さらには、子供たちに性的同意に関して教えることに関してでございますが、加害者にも被害者にもならないために重要という指摘もある中でございまして、御指摘のとおり、子供たちを性暴力の加害者、被害者、傍観者にさせないことはまさに重要でございまして、文部科学省といたしましては性的同意の趣旨につきまして関係省庁との取組ともしっかり連携をしていきながら理解促進に取り組んでまいりたいというふうに思います。
記者)
16日に開かれました中教審の教育課程企画特別部会の中で、余白の創出を通じた教育の質の向上というテーマでこれまでの議論を踏まえた教育課程の課題と対応案の整理が行われているのですけれども、その中で時間マネジメントの好事例として年度始めの始業日を後ろ倒しにするということでとか、その前に人事異動の内時期を早めたりすることというのが言及されています。こうしたものが学習指導要領の改定を待たずに自治体判断できるものも多いと思うのですけれども、こうしたちょっとした工夫みたいなところをどのように広めていくのかというところについてお伺いしたいと思います。また、それと似たような話として教員採用試験に合格した人ですとか、初任者の方なんかに話を聞くと4月に着任する学校がどこになるかといった情報をなかなか教えてもらえないと。それ故にどこの学校になるか分からないので部屋を借りるのにすごく苦労するといったような話も聞きます。人事異動の内時期を早めるということができるのであればこうした点も改善できるのではないかなというふうに思うのですけれども、そのあたりの見解も合わせてお願いします。
大臣)
先日の部会におきまして、教育課程の実施に伴う過度な負担が生じにくい在り方を追求しつつ、教師と子供の双方が余白を創出していきながら教育の質の向上につなげていく方策について包括的な検討が行われたところでございます。この中におきまして、現行の教育課程の下におきましても、年度初めの始業日を例えば後ろ倒しにしたり、人事異動の内示時期を早めるといった取組によりまして、教師の余白を創出している事例があることを踏まえまして、今後、文部科学省として事例の提供をする旨を提案をさせていただきました。今後、秋までに行うこととしております企画特別部会の論点整理に向けまして事例等の整理を行いまして、来年度の教育課程編成の検討に間に合うように私ども情報提供してまいりたいというふうに思っております。
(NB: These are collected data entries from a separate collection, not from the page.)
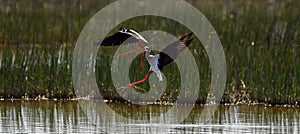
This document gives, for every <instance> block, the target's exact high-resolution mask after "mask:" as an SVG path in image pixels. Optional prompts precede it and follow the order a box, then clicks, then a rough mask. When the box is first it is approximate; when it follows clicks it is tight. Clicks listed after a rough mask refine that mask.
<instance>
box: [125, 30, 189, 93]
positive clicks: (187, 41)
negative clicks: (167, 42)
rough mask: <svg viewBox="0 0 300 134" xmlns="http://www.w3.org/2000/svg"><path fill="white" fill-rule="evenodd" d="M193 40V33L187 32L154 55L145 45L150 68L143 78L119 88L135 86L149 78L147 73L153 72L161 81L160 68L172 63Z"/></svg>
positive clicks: (146, 54)
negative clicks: (182, 35)
mask: <svg viewBox="0 0 300 134" xmlns="http://www.w3.org/2000/svg"><path fill="white" fill-rule="evenodd" d="M192 41H193V33H189V34H187V35H185V36H183V37H181V38H180V39H179V40H178V41H175V42H173V43H171V44H169V45H168V46H167V47H166V48H164V49H163V50H162V51H161V52H159V53H158V54H156V55H150V52H151V50H150V48H149V47H148V46H145V47H144V49H145V53H146V56H145V57H146V59H147V61H148V63H149V65H150V69H149V71H148V72H147V74H146V76H145V77H144V79H142V80H139V81H136V82H132V83H130V84H127V85H125V86H123V87H121V88H123V89H126V88H129V87H132V86H135V85H137V84H139V83H142V82H144V81H146V80H147V79H148V78H149V75H150V74H151V73H152V72H154V73H155V74H156V76H157V78H158V79H159V81H163V79H162V75H161V70H162V69H163V68H164V67H165V66H166V65H168V64H170V63H172V62H173V61H174V60H175V59H176V58H177V56H178V55H179V54H180V52H182V51H183V50H184V49H185V48H186V47H188V46H189V44H190V43H191V42H192Z"/></svg>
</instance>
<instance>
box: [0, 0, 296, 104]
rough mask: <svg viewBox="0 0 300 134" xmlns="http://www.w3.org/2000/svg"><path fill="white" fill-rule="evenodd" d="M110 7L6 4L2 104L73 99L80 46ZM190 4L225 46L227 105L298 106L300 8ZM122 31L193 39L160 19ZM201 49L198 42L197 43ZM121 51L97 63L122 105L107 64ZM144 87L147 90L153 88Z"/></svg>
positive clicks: (135, 19)
mask: <svg viewBox="0 0 300 134" xmlns="http://www.w3.org/2000/svg"><path fill="white" fill-rule="evenodd" d="M112 2H114V1H111V0H101V1H96V0H89V1H83V0H72V1H71V0H64V1H59V0H37V1H30V0H22V1H21V0H0V98H26V97H29V98H36V97H38V96H45V97H46V98H59V99H68V98H75V97H76V96H75V93H74V89H73V85H72V68H71V67H72V56H73V55H72V54H73V49H74V47H75V44H76V40H77V38H78V36H79V34H80V32H81V30H82V29H83V27H84V25H85V24H86V23H87V22H88V20H89V19H90V18H91V17H92V16H93V15H94V14H95V13H97V12H98V11H99V10H101V9H102V8H103V7H105V6H106V5H108V4H110V3H112ZM187 2H189V3H191V4H192V5H193V6H195V7H196V8H198V9H199V10H200V11H201V12H202V13H203V14H204V15H205V16H206V17H207V18H208V20H209V21H210V22H211V24H212V25H213V26H214V28H215V30H216V31H217V33H218V35H219V37H220V39H221V42H222V44H223V48H224V51H225V55H226V60H227V61H226V62H227V70H228V71H227V84H226V89H225V94H224V96H223V99H222V103H235V104H236V103H269V104H295V105H297V104H298V101H300V78H299V77H300V53H299V50H300V45H299V44H300V38H299V37H300V35H299V32H300V19H299V16H300V2H299V1H297V0H282V1H277V0H265V1H260V0H252V1H248V0H242V1H238V0H230V1H221V0H211V1H204V0H189V1H187ZM158 21H159V23H157V22H158ZM195 23H197V22H195ZM120 25H123V26H125V27H128V28H132V29H135V30H137V31H143V30H147V29H151V28H154V29H159V30H163V31H166V32H169V33H172V34H174V35H176V36H178V37H179V36H183V35H184V34H186V33H187V32H188V29H186V28H185V27H184V26H182V25H181V24H179V23H177V22H174V21H172V20H169V19H166V18H161V17H155V16H144V17H137V18H132V19H130V20H127V21H125V22H123V23H122V24H120ZM145 25H146V26H147V27H145ZM174 27H176V28H177V29H180V30H176V29H174ZM117 28H118V27H116V29H117ZM113 32H116V31H112V33H113ZM99 38H100V37H99ZM197 43H200V42H199V40H195V41H194V42H193V44H197ZM193 44H192V45H191V47H190V48H189V49H190V50H191V51H192V52H193V55H194V56H195V58H197V59H200V60H198V61H197V64H198V65H199V73H200V74H199V75H200V79H201V81H200V83H201V84H200V85H201V87H200V89H195V90H199V97H198V101H197V103H205V101H206V100H207V93H208V92H209V85H210V68H209V61H208V57H207V55H206V53H205V50H204V49H203V48H202V47H200V48H199V45H193ZM115 50H116V48H115V47H108V48H101V49H100V50H99V53H101V56H98V57H97V61H99V58H101V61H102V60H103V59H104V60H103V61H104V62H101V64H100V63H99V62H97V65H96V68H97V69H96V72H97V73H96V76H97V80H98V86H99V89H100V90H101V92H102V93H103V96H104V98H105V99H111V100H122V99H121V98H120V97H119V96H118V95H117V93H116V92H115V88H114V87H113V84H112V81H111V78H110V67H109V64H110V62H111V57H112V55H113V53H114V51H115ZM139 58H140V57H137V59H136V60H135V61H136V63H132V67H131V70H133V71H131V72H130V74H131V76H132V78H131V79H132V80H138V79H141V78H143V76H144V74H145V72H146V71H147V67H146V65H145V64H147V63H146V61H145V64H144V66H145V67H144V68H145V69H143V70H142V72H140V70H139V69H134V68H138V61H139V60H140V59H139ZM135 64H136V65H135ZM176 68H177V67H176V65H175V64H172V65H170V67H168V68H165V69H164V70H163V72H164V74H165V75H166V77H167V79H168V81H172V82H168V83H169V84H168V88H167V91H166V92H165V94H164V95H163V96H162V97H161V99H160V100H159V101H169V102H174V101H176V97H177V95H178V93H179V92H180V89H178V87H179V85H178V84H172V85H171V84H170V83H180V82H179V81H180V77H179V74H178V72H177V73H176ZM135 70H137V71H135ZM133 74H137V75H133ZM172 74H173V75H172ZM174 74H175V76H174ZM141 86H142V87H147V83H145V84H142V85H141ZM208 98H213V95H210V97H208Z"/></svg>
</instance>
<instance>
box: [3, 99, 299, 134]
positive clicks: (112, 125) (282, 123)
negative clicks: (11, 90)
mask: <svg viewBox="0 0 300 134" xmlns="http://www.w3.org/2000/svg"><path fill="white" fill-rule="evenodd" d="M89 104H93V103H87V107H86V108H88V109H85V108H82V107H80V105H79V103H78V102H77V101H20V100H18V101H16V100H14V101H0V114H1V115H0V133H103V132H115V133H190V132H211V133H298V131H299V121H300V118H299V111H300V110H299V108H294V107H265V106H262V105H256V106H247V105H239V106H219V107H217V110H216V111H215V113H212V114H211V116H209V117H205V118H209V120H203V118H204V116H203V115H201V112H202V110H203V106H197V107H195V108H194V109H193V110H192V112H191V113H190V115H189V116H188V118H187V119H185V120H184V121H183V123H175V124H174V123H167V122H169V121H170V120H173V119H176V118H178V117H179V116H182V115H181V114H178V113H168V114H170V115H167V116H160V115H161V114H163V113H167V112H168V110H170V109H171V108H172V107H173V106H162V105H143V106H137V105H127V104H121V103H109V107H110V109H112V110H113V111H116V112H111V113H110V114H108V113H107V112H105V111H101V110H104V109H101V108H100V112H99V109H97V108H91V107H90V106H93V105H89ZM98 106H99V105H98ZM179 107H182V108H184V107H185V106H179ZM101 114H102V115H101ZM103 114H105V115H104V116H103ZM120 115H121V116H122V119H121V118H120ZM91 117H92V118H93V119H91ZM154 117H156V118H158V120H160V122H153V121H152V120H153V118H154ZM143 121H144V123H141V122H143ZM147 122H152V123H150V124H149V123H147Z"/></svg>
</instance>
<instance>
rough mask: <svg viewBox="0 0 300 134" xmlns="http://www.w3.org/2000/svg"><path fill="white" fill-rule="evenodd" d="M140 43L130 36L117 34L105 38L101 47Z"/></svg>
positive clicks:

また、新規採用の教師の件でございますが、どの学校に配置するかを含めまして、教師の配置につきましては任命権者である各教育委員会の権限と責任において判断されるものではございます。そういう中で、新規採用の教師の具体の学校配置に当たりましては地域の実情、また学級数の変動、また現職教師の配置状況なども考慮した上で検討を行う必要があるというふうに私ども認識をしているところでございまして、結果として3月中旬頃に内示が行われている例もあるものと私ども承知をしているところでございます。いずれにいたしましても、各教育委員会におきまして地域の実情等に応じながら、新規採用の教師の新たな門出でございますので、そこに配慮した適切な人事管理を行っていただくことを期待するところでございます。
記者)
国会の会期末までわずかとなりました。この間、給特法など文科省所管の2本の法律が成立した他に、教育の無償化についても議論が前進したかと思います。このことについて、今国会を振り返ってどう思われるか、大臣の所感をお願いします。
大臣)
まだ22日の会期末まで会期は残っているところでございますが、今国会、御指摘のように文部科学行政におきまして大変重要なテーマを扱うものになったところでございまして、与野党の先生方と様々な議論ができたというふうに考えています。特に文部科学省が提出いたしました2本の法案でございますが、我が国が直面する特に喫緊の課題の一つであります少子化への対策といたしまして、子育て世帯の教育費の負担軽減を図る「大学等修学支援法」、また50年ぶりとなる教職調整額の引き上げをはじめ、教師を取り巻く環境の抜本的な改善を図る「給特法等」の改正法案については、国会における充実した審議を経まして成立させることができました。また、教育無償化につきましてでございますが3党協議、また予算案の修正による先行措置の実施を始めといたしまして様々な進展がございまして、先週13日でございますが、閣議決定いたしました「骨太の方針」におきましても「各般の議論に基づき具体化を行い、また令和8年度予算の編成過程において成案を得て実現する」ことが盛り込まれたところでございます。国会は閉会となりますけれども、先生方からいただきました様々な御指摘も踏まえつつ、改正法の円滑な実施、また施行のための取組を進めていくとともに、教育無償化をはじめとする「骨太の方針」に掲げられました重要事項をまさに実行に移すべく、引き続き検討を重ねた上で必要な要求をしっかりと行いながら、政策の推進に必要な予算の確保に向けて全力で取り組んでまいりたいというふうに思います。
記者)
日本学生支援機構が支給する奨学金の関係なのですけれども、4月末までに申し込みをした学生の一部で6月分の支給の遅れが出ているという話があるようです。今年度から始まったいわゆる多子世帯を対象にした授業料の減免の制度で申請件数が大きく増えたことが要因の一つとも考えられておりますけれども、その関係でお伺いできればと思います。一つは、現時点でもし分かればですけれども、どのぐらいの学生が影響を受けているかという点、また今後の支給の見通し、または原因についての御見解、もしくは文科省としての今後の対応についてお伺いできればと思います。
大臣)
日本学生支援機構の奨学金に関しまして、約4.4万人の方に対する支給が本来の6月11日から遅れている状況でございます。このうち、本日までに約2.7万人の方に関しましては振込が完了をいたしまして、残りの方についても遅くとも6月25日、来週水曜日までに支給される見込みと承知をしているところでございます。同機構の奨学金でございますが、学生が経済的な理由により進学や修学を諦めることがないように支援をするものでございまして、その支援が遅れるという事態はあってはならないことであるというふうに私ども考えております。文科省といたしましては、日本学生支援機構に対しまして可能な限り速やかに支給をすること、また当面の生活費等の工面が難しい方などについては個別の御事情にしっかりと寄り添った対応をすることなどを求めておりまして、対応させているところでございます。文科省としても、学生等にしっかりと支援を届けることができるよう、引き続き同機構に対応を求めてまいります。